MIHRETU GHIDE

Cantautore eritreo originario di Barantu. Mihretu usa la lingua tigrina e suona il Krar, un cordofono tradizionale dell’Africa orientale che si declina in diverse varianti morfologiche.

Approdato in Italia, nella baia di salerno nel 2007. Questo eritreo alto e magro non si fermava da anni. Da quando, per fuggire dal servizio militare a tempo indeterminato nel suo paese, aveva tentato di attraversare il Mar Rosso, perdendo un amico nel viaggio e riparandosi poi in Sudan.
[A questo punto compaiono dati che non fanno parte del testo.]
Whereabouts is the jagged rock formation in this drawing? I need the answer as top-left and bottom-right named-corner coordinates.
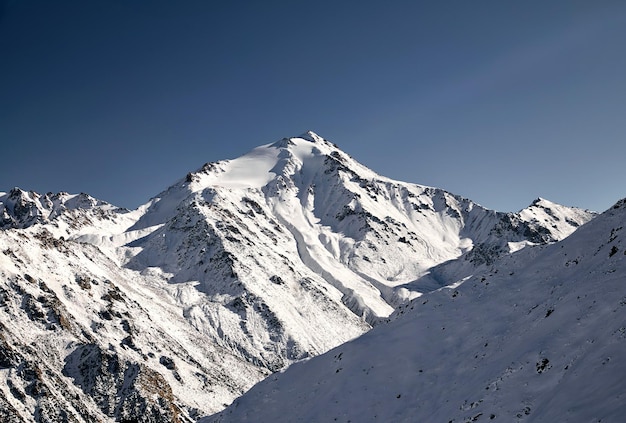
top-left (0, 189), bottom-right (128, 231)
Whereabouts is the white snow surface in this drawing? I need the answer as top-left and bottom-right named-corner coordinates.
top-left (210, 199), bottom-right (626, 423)
top-left (0, 131), bottom-right (599, 421)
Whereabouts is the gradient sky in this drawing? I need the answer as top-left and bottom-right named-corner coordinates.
top-left (1, 1), bottom-right (625, 212)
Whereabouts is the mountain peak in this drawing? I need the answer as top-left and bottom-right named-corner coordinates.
top-left (528, 197), bottom-right (563, 209)
top-left (295, 130), bottom-right (325, 143)
top-left (268, 131), bottom-right (326, 150)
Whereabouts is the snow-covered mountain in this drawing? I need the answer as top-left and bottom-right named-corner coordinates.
top-left (210, 198), bottom-right (626, 423)
top-left (0, 189), bottom-right (131, 232)
top-left (0, 131), bottom-right (596, 421)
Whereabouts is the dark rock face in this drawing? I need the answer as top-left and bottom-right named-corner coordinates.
top-left (63, 344), bottom-right (182, 423)
top-left (0, 188), bottom-right (44, 228)
top-left (0, 272), bottom-right (183, 422)
top-left (0, 333), bottom-right (102, 422)
top-left (0, 339), bottom-right (180, 422)
top-left (0, 394), bottom-right (23, 423)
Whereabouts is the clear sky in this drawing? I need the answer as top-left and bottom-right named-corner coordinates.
top-left (1, 1), bottom-right (625, 213)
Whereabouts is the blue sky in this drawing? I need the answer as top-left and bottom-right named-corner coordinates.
top-left (1, 1), bottom-right (625, 212)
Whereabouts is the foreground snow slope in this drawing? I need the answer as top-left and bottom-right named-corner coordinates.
top-left (211, 199), bottom-right (626, 423)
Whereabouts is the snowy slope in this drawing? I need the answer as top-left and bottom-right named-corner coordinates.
top-left (210, 199), bottom-right (626, 423)
top-left (0, 131), bottom-right (597, 421)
Da qui in Libia e infine in Italia. “Ci ha salvati un pescatore siciliano, che ci ha portati a Lampedusa; dopo poche settimane avevo già il documento come rifugiato, ma in Italia non conoscevo nessuno”. Il krar, una sorta di lira a 5-6 corde che suonava fin da bambino, era un pensiero lontano.
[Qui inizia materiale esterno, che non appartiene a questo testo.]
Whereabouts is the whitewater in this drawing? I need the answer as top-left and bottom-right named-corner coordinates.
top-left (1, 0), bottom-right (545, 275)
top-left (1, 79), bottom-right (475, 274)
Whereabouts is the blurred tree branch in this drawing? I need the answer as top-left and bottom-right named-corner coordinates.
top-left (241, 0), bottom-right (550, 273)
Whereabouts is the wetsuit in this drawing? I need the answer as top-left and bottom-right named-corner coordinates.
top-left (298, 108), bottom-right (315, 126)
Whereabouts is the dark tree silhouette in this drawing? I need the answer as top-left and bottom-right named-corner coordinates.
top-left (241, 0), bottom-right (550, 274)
“Ho raccolto i pomodori nella piana di Foggia, come continuano a fare oggi molto rifugiati, ho dormito nelle stazioni, nelle baracche”. Finché un connazionale gli parla dei progetti di integrazione del Servizio Per Richiedenti Asilo e Rifugiati del ministero dell’Interno. Arriva così a Salerno, dove inizia a studiare italiano ed entra in contatto con i Panacea, band del percussionista Michele Longo. “Lì ho ripreso in mano il krar, grazie a un amico italiano che me ne ha costruito uno, e ho iniziato a comporre”. “Zemen”, uscito a giugno 2015 a nome Mihretu Ghide & Panacea, include nove tracce “come le nove tribù dell’Eritrea, ognuna con una sua musica particolare, che ho voluto omaggiare”. Ritmi travolgenti e testi in tigrino, con inserti in dialetto campano, e in chiusura l’inglese di “He’s a friend”, pezzo “dedicato ai rifugiati, che sono i rivoluzionari, i ribelli della nostra epoca e per questo vanno accolti e ascoltati, senza paura”.

Nel 2016 è stato ospite al Festival delle culture – X edizione di Ravenna.